I need to work on my website! With the opening of the store, I've been so focused on making that work out okay - it is never okay, but it is good enough at the moment, that I've completely neglected my online store. I am so appreciative of my online customers, but really my website sucks! I also suck at marketing. I always feel like I am trying to sell people things (while I am!) but things they don't need or don't want, etc.. I don't want to encourage consumption, I don't want to be the friend that is constantly selling things, telling people why they need to buy from me, etc.. I just want people to find me! Of course, it doesn't work like that and I've tried my best to get comfortable with some marketing and I've put myself out there on too many occasions to count and been upset with the results way too many times, but the only way to succeed at this is to keep trying. So as much as I wish I had blinking lights that said "buy from me, I'm a great person, selling great items", I don't have them and never will!

 

TEN.

Email will be your new best frenemy. Your inbox will explode. You care about everyone, but you can’t help everyone. Read: Not everyone is your customer. Your inbox will be a jumble of people who want to say thank you, people who want free stuff, and people who want your services.

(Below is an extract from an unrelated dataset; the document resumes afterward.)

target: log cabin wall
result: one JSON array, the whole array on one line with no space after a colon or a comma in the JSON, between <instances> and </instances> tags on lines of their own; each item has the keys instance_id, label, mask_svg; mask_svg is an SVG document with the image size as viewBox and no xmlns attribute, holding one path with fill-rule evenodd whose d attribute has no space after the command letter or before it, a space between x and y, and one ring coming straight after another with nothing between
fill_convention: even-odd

Definitely agree! I hate opening my email. There is way too much in there. Most of the time I don't even know where to start and what I've dealt with and what I've forgotten about responding to. Email is ruining my life - there is way too much of it. From now on, I will do my best to call when I need to call and stop emailing people.

 

ELEVEN.

Number eleven is a hodge-podge: Do not work your business 7 days a week. From time to time, forget everything you know about the “right way” to run a business and run it like a neighborhood lemonade stand. Do not price your offerings around your personal ability to pay for it — you are not your ideal customer. Work out perplexing issues in your business and it will resolve problems in other areas of your life. Breathe, play, laugh. Remember how lucky you are to be an entrepreneur. If you want to be smarter in business, read everything these two people write: James Altucher and Penelope Trunk.

Okay, will do! Breath, play, laugh and enjoy this crazy roller coaster I put myself on. Perhaps one day, the highs will be higher, and the lows, won't be quite so low and I'll be able to sit back and enjoy the ride!